Closer to home, Ace Europe has a fairly large infrastructure in the UK, where it has had to make some cuts in the past few years to improve efficiency. In March it announced that it was closing down its claims and service offices in the south-east of England and moving the combined operation to Glasgow. Mr Kendrick says the move, which affected as many as 400 employees, is now well on the way to completion. The firm now has 120 employees at the Scottish office, which should be fully up and running by the end of first quarter of 2007.
He says: "Obviously, the perceived benefits for us are that as margins come under pressure you have to create greater efficiency around what you do with better process. The way to do that has been to relocate to one place most of our administrative functions, and some of our claims and accident and health servicing functions. If you do that, you can set the process out exactly as you want - there's no embedded history or cries of 'I've always done it this way'. Effectively, you are starting from scratch."

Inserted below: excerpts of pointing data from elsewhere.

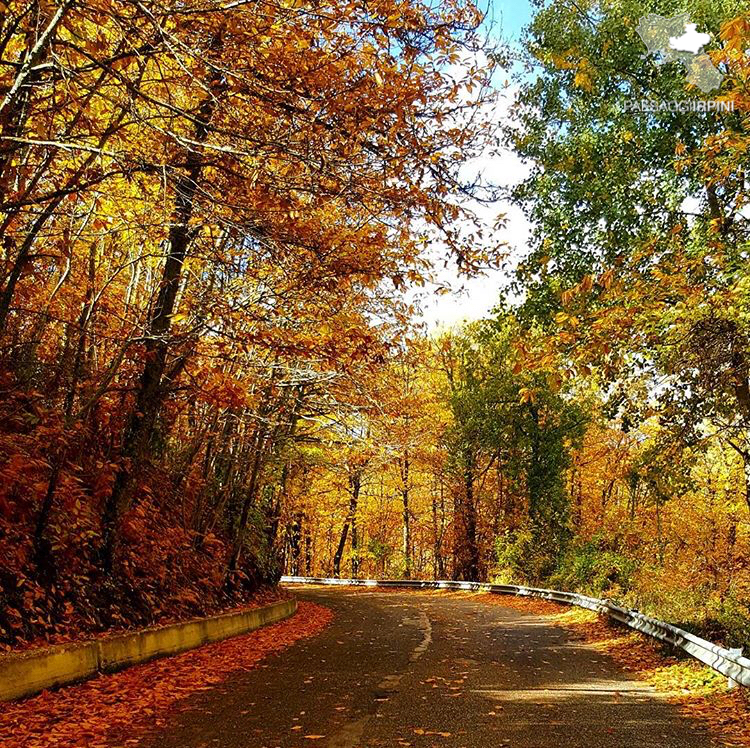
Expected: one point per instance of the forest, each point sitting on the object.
(211, 368)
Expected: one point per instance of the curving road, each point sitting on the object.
(424, 669)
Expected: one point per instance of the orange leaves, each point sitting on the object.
(735, 33)
(114, 708)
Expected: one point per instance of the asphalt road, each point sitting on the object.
(420, 669)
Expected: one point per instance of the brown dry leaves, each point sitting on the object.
(116, 709)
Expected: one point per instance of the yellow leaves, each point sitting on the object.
(734, 33)
(563, 319)
(583, 80)
(525, 395)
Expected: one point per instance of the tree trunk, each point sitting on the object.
(152, 387)
(406, 515)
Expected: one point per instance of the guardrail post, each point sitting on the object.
(731, 682)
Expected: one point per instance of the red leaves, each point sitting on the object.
(117, 708)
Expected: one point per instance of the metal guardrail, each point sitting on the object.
(728, 662)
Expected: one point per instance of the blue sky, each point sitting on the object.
(474, 298)
(509, 17)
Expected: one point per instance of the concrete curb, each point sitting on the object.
(27, 673)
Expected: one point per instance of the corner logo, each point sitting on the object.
(676, 38)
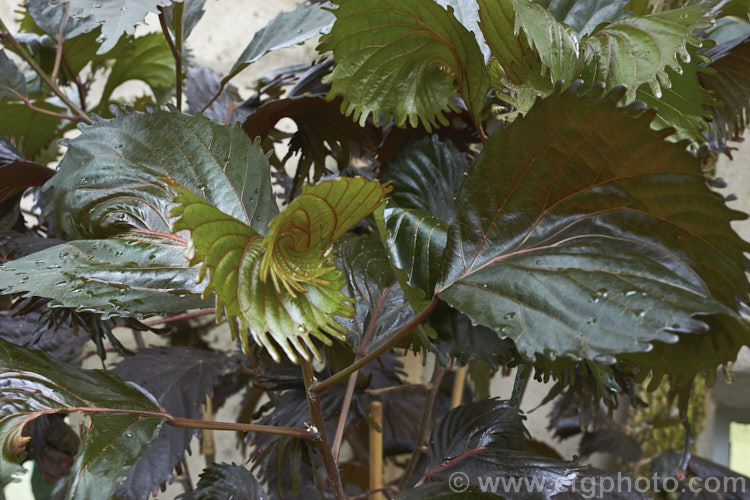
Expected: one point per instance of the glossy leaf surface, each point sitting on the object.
(381, 308)
(568, 252)
(117, 175)
(113, 277)
(282, 285)
(400, 58)
(222, 481)
(285, 30)
(116, 17)
(35, 384)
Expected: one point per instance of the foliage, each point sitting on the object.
(494, 185)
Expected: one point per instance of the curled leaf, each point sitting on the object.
(300, 238)
(295, 253)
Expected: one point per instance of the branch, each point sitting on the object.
(339, 435)
(60, 40)
(37, 109)
(316, 414)
(424, 425)
(187, 423)
(82, 116)
(402, 387)
(457, 394)
(175, 48)
(349, 394)
(334, 379)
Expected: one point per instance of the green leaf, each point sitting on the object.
(467, 13)
(221, 481)
(38, 130)
(117, 175)
(638, 50)
(294, 253)
(322, 132)
(381, 308)
(556, 43)
(581, 233)
(730, 84)
(47, 14)
(12, 81)
(35, 384)
(683, 105)
(299, 238)
(149, 60)
(115, 17)
(530, 45)
(180, 378)
(584, 16)
(285, 30)
(462, 341)
(401, 58)
(426, 175)
(114, 277)
(415, 244)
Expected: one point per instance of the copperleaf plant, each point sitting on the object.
(516, 185)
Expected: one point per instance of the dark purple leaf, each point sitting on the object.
(180, 378)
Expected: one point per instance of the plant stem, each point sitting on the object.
(60, 40)
(348, 396)
(316, 414)
(187, 482)
(176, 49)
(459, 382)
(187, 423)
(208, 444)
(519, 387)
(36, 109)
(172, 319)
(334, 379)
(21, 51)
(216, 96)
(351, 384)
(424, 425)
(378, 392)
(376, 450)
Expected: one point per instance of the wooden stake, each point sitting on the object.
(376, 450)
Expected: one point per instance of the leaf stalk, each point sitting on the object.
(316, 414)
(21, 51)
(337, 377)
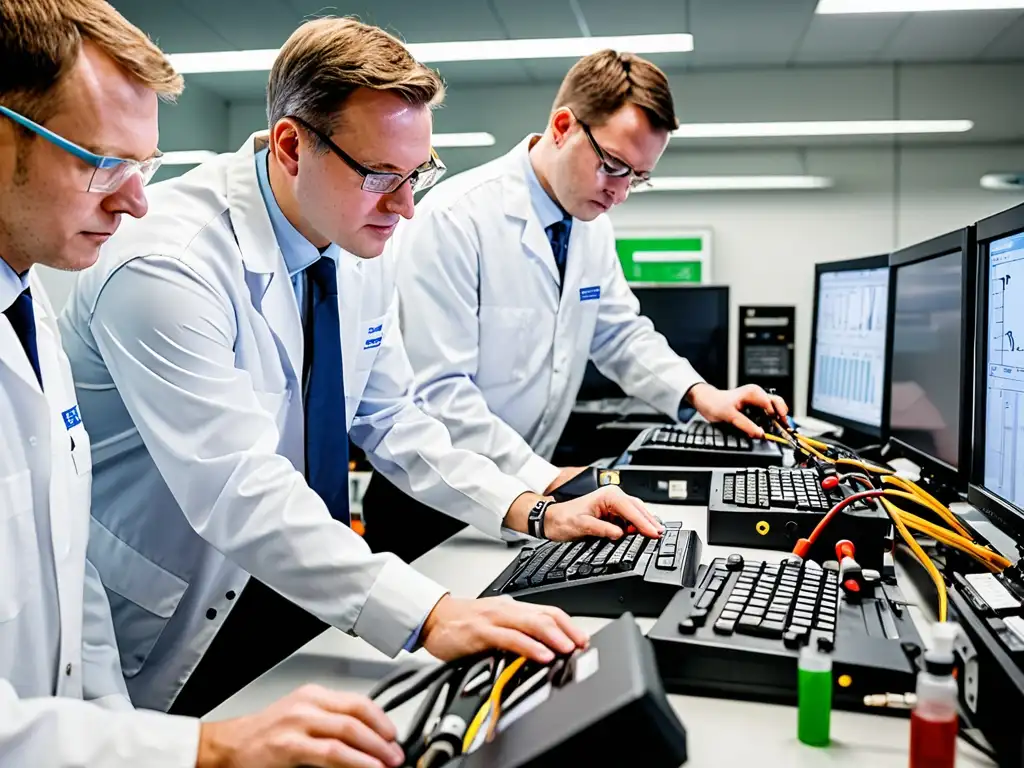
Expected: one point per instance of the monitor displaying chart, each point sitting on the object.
(1005, 375)
(850, 349)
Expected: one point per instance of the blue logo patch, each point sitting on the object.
(71, 417)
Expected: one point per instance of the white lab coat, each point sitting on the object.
(56, 640)
(499, 356)
(186, 345)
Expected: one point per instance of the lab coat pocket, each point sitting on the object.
(17, 541)
(143, 596)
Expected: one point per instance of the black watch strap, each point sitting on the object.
(536, 521)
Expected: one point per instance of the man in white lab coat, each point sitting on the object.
(226, 346)
(509, 283)
(78, 132)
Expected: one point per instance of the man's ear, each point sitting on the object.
(562, 121)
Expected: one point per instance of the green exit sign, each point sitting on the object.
(666, 260)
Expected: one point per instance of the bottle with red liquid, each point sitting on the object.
(934, 720)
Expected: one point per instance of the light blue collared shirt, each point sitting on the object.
(11, 285)
(547, 210)
(299, 253)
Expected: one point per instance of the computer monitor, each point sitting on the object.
(930, 355)
(847, 384)
(997, 477)
(694, 320)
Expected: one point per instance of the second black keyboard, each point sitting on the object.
(704, 444)
(603, 578)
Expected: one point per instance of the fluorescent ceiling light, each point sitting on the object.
(187, 157)
(704, 183)
(467, 50)
(820, 128)
(462, 139)
(1004, 181)
(912, 6)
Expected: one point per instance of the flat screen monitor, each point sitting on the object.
(847, 384)
(998, 466)
(932, 291)
(694, 320)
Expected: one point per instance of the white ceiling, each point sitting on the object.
(728, 34)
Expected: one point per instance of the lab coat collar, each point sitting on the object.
(11, 285)
(518, 204)
(262, 258)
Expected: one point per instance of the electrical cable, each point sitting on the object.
(481, 714)
(930, 501)
(923, 558)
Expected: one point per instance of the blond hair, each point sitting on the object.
(40, 41)
(327, 59)
(602, 83)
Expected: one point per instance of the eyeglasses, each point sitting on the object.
(612, 166)
(109, 174)
(382, 182)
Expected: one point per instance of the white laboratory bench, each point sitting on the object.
(720, 731)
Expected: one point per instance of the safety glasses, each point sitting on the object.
(381, 182)
(109, 174)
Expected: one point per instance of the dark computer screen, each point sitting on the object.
(927, 364)
(694, 320)
(849, 345)
(1004, 384)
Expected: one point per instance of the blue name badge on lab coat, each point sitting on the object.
(72, 418)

Mr Kendrick adds: "In some cases you will get better-quality labour who will often work longer hours, and there will be a saving in that. Generally speaking a London salary is not the same as a Glasgow salary. And you've got a fantastic talent pool in Glasgow and office space is much cheaper."
Of course, the $64,000 question is always about location. Why choose a city such as Glasgow to move a substantial operation to when considerably cheaper options are available around the world? Although Mr Kendrick admits that the regional development agencies around the UK played their part, he says the decision was based ultimately on control of operational risk.

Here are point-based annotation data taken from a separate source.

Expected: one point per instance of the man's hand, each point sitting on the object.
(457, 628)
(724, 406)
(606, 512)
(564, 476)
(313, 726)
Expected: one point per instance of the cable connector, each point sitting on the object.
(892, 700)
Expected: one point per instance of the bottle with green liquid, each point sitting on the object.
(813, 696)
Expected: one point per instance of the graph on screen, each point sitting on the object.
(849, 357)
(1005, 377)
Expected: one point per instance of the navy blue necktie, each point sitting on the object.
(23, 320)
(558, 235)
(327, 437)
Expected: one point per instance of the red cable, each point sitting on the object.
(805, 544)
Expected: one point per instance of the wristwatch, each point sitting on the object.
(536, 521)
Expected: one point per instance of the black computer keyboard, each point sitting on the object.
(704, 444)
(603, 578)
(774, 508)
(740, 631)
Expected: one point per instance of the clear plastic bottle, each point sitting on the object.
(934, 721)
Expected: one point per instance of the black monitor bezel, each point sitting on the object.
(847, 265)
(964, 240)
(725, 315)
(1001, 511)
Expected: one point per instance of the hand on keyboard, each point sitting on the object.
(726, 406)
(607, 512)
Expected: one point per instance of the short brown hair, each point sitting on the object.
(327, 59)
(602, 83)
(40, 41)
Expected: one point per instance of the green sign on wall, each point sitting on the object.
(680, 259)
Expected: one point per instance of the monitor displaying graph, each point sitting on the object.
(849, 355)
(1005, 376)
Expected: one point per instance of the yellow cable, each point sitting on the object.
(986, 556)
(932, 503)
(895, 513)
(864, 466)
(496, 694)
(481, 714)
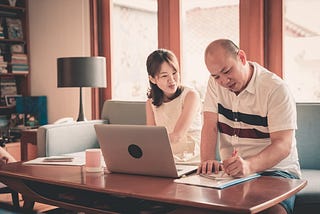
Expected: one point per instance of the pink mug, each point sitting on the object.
(93, 160)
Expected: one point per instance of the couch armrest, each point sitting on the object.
(57, 139)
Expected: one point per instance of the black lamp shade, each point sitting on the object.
(82, 72)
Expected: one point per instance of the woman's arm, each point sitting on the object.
(190, 109)
(149, 113)
(5, 157)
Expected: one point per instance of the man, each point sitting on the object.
(254, 114)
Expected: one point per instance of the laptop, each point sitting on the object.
(139, 149)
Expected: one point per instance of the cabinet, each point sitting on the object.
(14, 57)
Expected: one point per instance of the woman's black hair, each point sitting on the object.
(154, 62)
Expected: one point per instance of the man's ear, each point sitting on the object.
(151, 79)
(242, 56)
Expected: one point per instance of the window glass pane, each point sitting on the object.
(202, 22)
(302, 49)
(135, 36)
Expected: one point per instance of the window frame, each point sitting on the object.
(255, 19)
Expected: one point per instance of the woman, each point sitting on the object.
(174, 106)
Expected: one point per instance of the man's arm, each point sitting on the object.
(278, 150)
(208, 145)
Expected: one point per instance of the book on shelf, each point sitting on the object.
(8, 86)
(20, 68)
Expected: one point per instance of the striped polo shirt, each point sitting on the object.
(245, 121)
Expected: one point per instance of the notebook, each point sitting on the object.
(139, 149)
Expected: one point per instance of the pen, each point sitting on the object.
(234, 154)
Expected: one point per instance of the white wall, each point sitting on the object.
(58, 28)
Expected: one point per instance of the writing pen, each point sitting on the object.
(234, 154)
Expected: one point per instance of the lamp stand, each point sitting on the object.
(81, 116)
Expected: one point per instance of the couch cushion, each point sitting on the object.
(57, 139)
(308, 199)
(124, 112)
(308, 135)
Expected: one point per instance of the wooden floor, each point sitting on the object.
(38, 207)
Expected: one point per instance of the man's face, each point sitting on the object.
(228, 70)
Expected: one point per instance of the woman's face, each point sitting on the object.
(168, 80)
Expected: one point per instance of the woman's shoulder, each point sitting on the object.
(188, 91)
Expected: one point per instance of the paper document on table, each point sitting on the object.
(213, 182)
(72, 160)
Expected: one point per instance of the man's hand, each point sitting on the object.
(3, 160)
(209, 166)
(236, 166)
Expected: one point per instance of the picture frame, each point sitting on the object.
(14, 28)
(11, 100)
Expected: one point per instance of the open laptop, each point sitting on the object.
(139, 149)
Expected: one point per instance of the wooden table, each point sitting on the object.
(71, 187)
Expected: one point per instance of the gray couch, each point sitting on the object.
(308, 143)
(58, 139)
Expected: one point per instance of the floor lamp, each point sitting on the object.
(82, 72)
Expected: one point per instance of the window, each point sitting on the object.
(135, 36)
(202, 22)
(302, 49)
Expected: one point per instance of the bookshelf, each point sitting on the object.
(14, 59)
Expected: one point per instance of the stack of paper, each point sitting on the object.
(218, 181)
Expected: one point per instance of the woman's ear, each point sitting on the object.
(151, 79)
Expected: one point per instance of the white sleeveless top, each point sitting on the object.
(188, 148)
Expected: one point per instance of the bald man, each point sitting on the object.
(253, 114)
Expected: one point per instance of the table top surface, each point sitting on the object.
(248, 197)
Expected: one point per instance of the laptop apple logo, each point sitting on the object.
(135, 151)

"The RDAs played a big part," he explains. "The deciding factors for us, though, were where we could get the most appropriate office and where we could get the best people. We needed to access all the right skills and once you've done that, you talk to all the RDAs. They were very helpful and, of course, you will get financial incentives - and that happens everywhere, whether it's Dublin, Glasgow or Poland. We considered many locations, and a lot of the reason for not moving to somewhere such as Poland or India was the potential risk. The closer you are to the business, the better. Most of the business is obviously UK-sourced, so it makes a lot of sense to remain here. You also have control, too. I can go up to the new building easily."
Mr Kendrick points out how important being close to the office can be, with the flight to Mumbai taking 10 hours. He says: "If half your staff in India walk out, that's a big issue. I'm not expecting that to happen in Glasgow but when you are close to it you can manage the situation. You have command, control and efficiency."

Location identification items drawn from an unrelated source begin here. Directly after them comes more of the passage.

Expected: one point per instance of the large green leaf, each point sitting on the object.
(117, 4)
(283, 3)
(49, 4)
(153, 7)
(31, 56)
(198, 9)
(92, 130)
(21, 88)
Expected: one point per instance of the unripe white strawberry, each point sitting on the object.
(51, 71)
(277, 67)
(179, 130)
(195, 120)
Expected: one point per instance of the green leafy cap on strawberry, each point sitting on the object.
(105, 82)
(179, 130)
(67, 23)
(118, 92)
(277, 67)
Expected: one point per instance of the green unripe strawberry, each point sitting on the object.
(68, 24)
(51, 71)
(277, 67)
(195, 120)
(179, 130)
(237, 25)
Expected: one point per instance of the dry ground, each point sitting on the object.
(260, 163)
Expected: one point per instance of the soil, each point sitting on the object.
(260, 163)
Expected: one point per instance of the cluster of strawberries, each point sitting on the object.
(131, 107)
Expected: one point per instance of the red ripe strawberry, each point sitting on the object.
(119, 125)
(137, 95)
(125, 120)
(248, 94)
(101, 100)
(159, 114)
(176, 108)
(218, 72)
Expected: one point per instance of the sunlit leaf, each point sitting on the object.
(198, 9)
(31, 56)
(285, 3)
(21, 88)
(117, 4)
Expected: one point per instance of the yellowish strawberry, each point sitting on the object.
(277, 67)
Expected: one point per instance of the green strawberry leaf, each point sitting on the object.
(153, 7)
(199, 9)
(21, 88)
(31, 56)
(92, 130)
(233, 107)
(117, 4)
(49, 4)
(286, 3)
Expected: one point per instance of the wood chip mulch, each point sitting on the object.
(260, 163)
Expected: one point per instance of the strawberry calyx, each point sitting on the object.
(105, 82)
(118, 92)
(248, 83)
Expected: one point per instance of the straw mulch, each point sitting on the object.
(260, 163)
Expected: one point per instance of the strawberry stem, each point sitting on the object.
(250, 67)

So what can be expected from Ace Europe in the next few years? The company is looking east for opportunity. Having already opened offices in Russia and Poland in 2005, it is in the process of putting together operations in Hungary and the Czech Republic. South African and Middle Eastern operations - including Egypt and Saudi Arabia - also report into the Ace Europe stable, so barring a wholesale reorganisation at group level, its network should top 20 countries in about 18 months.
The group has not made any notable acquisitions for three to four years, so analysts will undoubtedly be watching its New York listed stock for any big fundraising efforts, especially as Mr Kendrick is not short of ambition. "I want to be running to the corner of the room where everyone else isn't going," concludes Mr Kendrick, presumably with a phrase book in hand.